ECLI:NL:GHARL:2014:1996

Gerechtshof Arnhem-Leeuwarden

Datum uitspraak
11 maart 2014
Publicatiedatum
11 maart 2014
Zaaknummer
200.094.843-01 11-3-2014
Instantie
Gerechtshof Arnhem-Leeuwarden
Type
Uitspraak
Rechtsgebied
Civiel recht
Procedures
  • Hoger beroep
Vindplaatsen
  • Rechtspraak.nl
AI samenvatting door LexboostAutomatisch gegenereerd

Incident tot verzet tegen eiswijziging in een civiele zaak betreffende bemiddeling en taxatie

In deze zaak gaat het om een incident tot verzet tegen een eiswijziging in hoger beroep. De appellant, een cliënt, verwijt zijn makelaar dat deze hem heeft aangezet tot het uitbrengen van een te hoog bod op een pand.
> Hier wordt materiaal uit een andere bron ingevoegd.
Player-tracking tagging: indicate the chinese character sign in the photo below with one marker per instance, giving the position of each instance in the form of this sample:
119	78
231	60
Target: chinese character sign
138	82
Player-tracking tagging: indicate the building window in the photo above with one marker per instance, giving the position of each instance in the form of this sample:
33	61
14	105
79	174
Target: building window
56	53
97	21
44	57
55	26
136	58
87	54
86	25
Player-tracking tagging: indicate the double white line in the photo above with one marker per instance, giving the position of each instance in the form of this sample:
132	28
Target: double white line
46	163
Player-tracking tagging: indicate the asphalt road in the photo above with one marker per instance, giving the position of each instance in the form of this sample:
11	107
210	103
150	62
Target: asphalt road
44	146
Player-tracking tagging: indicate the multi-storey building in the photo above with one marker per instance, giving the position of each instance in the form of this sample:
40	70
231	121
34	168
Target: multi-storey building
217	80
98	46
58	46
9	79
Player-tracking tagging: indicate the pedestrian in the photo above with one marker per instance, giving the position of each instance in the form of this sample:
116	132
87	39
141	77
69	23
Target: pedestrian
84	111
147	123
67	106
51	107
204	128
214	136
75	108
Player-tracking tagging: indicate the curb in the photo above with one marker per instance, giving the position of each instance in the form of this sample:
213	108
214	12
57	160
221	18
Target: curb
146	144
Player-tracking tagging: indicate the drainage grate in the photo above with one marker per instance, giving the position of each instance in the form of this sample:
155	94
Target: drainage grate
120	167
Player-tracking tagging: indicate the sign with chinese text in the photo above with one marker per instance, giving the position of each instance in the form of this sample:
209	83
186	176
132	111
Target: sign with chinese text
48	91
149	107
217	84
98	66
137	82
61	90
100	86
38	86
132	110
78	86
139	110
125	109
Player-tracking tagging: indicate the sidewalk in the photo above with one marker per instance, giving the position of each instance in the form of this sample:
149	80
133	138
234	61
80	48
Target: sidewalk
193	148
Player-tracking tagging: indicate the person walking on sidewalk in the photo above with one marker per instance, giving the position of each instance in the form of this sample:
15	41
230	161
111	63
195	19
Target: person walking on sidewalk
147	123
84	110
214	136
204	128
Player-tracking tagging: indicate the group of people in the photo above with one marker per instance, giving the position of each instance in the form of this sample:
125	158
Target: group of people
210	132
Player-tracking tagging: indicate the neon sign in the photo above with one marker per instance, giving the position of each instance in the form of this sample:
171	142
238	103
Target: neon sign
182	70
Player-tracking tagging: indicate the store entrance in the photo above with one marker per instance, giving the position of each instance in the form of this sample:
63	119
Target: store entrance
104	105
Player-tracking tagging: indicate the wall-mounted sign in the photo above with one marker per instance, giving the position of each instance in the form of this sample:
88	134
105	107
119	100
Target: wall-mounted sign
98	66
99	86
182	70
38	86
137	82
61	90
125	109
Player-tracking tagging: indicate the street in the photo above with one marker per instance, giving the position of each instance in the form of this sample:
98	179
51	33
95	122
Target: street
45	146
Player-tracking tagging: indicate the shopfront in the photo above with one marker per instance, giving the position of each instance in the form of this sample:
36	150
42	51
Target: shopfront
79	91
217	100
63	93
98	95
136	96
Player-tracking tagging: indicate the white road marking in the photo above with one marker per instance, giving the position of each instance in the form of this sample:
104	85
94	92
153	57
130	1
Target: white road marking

In eerste aanleg heeft de rechtbank Groningen op 3 november 2010 de vorderingen van de appellant afgewezen. In hoger beroep heeft de appellant de taxatie van het pand door zijn makelaar aan zijn vorderingen toegevoegd. Het hof heeft geoordeeld dat de eiswijziging van de appellant niet in strijd is met de goede procesorde. De appellant heeft in hoger beroep zijn eis en de grondslag daarvan gewijzigd, waarbij hij de taxatie van het pand door de makelaar als nieuw element heeft ingebracht. Het hof heeft vastgesteld dat de eiswijziging niet leidt tot onredelijke vertraging van het geding en dat de appellant niet gehouden is om een verklaring te geven voor de koerswijziging in zijn standpunt. De eiswijziging is toegestaan, omdat deze samenhang vertoont met het partijdebat in eerste aanleg. Het hof heeft het verzet van de geïntimeerden tegen de eiswijziging ongegrond verklaard en de zaak verwezen naar de rol voor memorie van antwoord aan de zijde van de geïntimeerden.

Uitspraak

GERECHTSHOF ARNHEM-LEEUWARDEN

locatie Leeuwarden
afdeling civiel recht
zaaknummer gerechtshof 200.094.843/01
(zaaknr. rechtbank Groningen 103733 / HA ZA 08-635)
arrest van de eerste kamer van 11 maart 2014 in het incident tot verzet tegen de eiswijziging in de zaak van:
[appellant],
wonende te [woonplaats],
appellant,
tevens verweerder in het incident tot verzet tegen de eiswijziging,
in eerste aanleg eiser,
hierna te noemen:
[appellant],
advocaat: mr. J.M.E. Hamming, kantoorhoudende te Drachten,
tegen

1.[geïntimeerde 1],

gevestigd te [vestigingsplaats 1],
hierna:
[geïntimeerde 1],
en haar vennoten

2.[geïntimeerde 2],

gevestigd te [vestigingsplaats 2],
hierna:
[geïntimeerde 2], en
3.
[geïntimeerde 3],
gevestigd te [vestigingsplaats 3],
hierna:
[geïntimeerde 3],
geïntimeerden,
tevens eisers in het incident tot verzet tegen de eiswijziging,
in eerste aanleg gedaagden,
hierna gezamenlijk te noemen:
[geïntimeerden],
advocaat: mr. C.J.J.C. Arnouts, kantoorhoudende te Amsterdam.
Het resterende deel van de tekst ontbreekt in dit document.